Profiles
Adrian Brasoveanu
Department of Linguistics
Office phone:
Email: abrsvn@stanford.edu
Web page: http://abrsvn.googlepages.com/index.html
Field: semantics/pragmaticsResearch Interests: theories integrating different semantic and pragmatic frameworks; (parallels between) anaphora and quantification in the individual, modal, temporal and degree domains; the logical foundations of Optimality Theory; Romanian, Romance and Balkan languages.
Adrian Brasoveanu received a BA in Philosophy and an MA in Theoretical Linguistics from the University of Bucharest and a PhD in Linguistics with a Cognitive Science Certificate from Rutgers.
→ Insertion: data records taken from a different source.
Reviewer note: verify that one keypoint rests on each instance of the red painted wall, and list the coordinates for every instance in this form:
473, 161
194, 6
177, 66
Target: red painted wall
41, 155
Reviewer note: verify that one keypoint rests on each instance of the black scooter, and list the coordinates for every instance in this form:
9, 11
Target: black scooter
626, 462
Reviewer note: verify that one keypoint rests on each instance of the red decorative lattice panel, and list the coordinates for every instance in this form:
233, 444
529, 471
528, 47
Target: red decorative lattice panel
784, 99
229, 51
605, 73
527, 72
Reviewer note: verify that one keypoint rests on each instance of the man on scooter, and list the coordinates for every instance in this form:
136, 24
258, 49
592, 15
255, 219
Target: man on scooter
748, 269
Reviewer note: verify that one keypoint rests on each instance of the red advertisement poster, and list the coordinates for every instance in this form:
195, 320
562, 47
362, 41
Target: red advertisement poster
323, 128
His dissertation, "Structured Nominal and Modal Reference", argues that discourse reference in natural language involves two equally important components with the same interpretive dynamics, namely reference to values, i.e. non-singleton sets of objects (individuals and possible worlds), and reference to structure, i.e. relations / dependencies between such sets that are introduced and incrementally elaborated upon in discourse. The novel dynamic system couched in classical type logic within which structured reference is defined and investigated enables us to compositionally account for a variety of phenomena, including: mixed weak & strong donkey anaphora, e.g. "Every person who buys a computer and has a credit card uses it to pay for it," quantificational subordination, e.g. "Harvey courts a girl at every convention. She always comes to the banquet with him" (Karttunen 1976) and discourses exhibiting interactions between conditionals, anaphora and the entailment particle "therefore," e.g. "[A] man cannot live without joy. Therefore, when he is deprived of true spiritual joys, it is necessary that he become addicted to carnal pleasures" (Thomas Aquinas).
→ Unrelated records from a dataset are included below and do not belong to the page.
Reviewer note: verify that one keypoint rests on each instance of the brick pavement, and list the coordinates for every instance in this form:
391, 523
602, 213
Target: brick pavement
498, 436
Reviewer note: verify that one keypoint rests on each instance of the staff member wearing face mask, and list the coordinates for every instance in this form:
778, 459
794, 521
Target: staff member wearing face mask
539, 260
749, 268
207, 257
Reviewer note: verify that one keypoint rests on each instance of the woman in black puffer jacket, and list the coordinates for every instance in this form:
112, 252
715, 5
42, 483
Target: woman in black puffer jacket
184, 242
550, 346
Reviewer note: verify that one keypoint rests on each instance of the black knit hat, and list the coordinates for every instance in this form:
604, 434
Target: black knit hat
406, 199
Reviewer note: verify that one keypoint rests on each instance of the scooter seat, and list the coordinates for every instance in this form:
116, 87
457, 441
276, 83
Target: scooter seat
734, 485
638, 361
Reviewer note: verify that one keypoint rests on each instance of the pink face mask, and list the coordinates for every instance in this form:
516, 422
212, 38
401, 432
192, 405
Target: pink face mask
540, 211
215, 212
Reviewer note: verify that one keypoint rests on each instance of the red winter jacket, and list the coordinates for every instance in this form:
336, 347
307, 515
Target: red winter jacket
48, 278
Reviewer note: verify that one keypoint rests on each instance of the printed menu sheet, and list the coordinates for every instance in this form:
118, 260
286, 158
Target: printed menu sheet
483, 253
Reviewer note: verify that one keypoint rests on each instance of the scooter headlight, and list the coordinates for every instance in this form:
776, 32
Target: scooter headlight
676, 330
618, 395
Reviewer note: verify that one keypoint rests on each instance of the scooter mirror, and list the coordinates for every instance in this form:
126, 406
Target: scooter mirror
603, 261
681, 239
His current projects include preparing the material in the dissertation for publication, applying the proposed theory to new empirical domains (exceptional wide scope indefinites, speech act/attitude reports and the dynamics of questions) and integrating alternative semantics into the framework to study the interactions between (structured) anaphora, alternative sets and conversational goals, e.g. the semantics and pragmatics of information packaging.
This year, he will be teaching a graduate seminar on the semantics and pragmatics of indefinites and an undergraduate introductory course in formal semantics and pragmatics.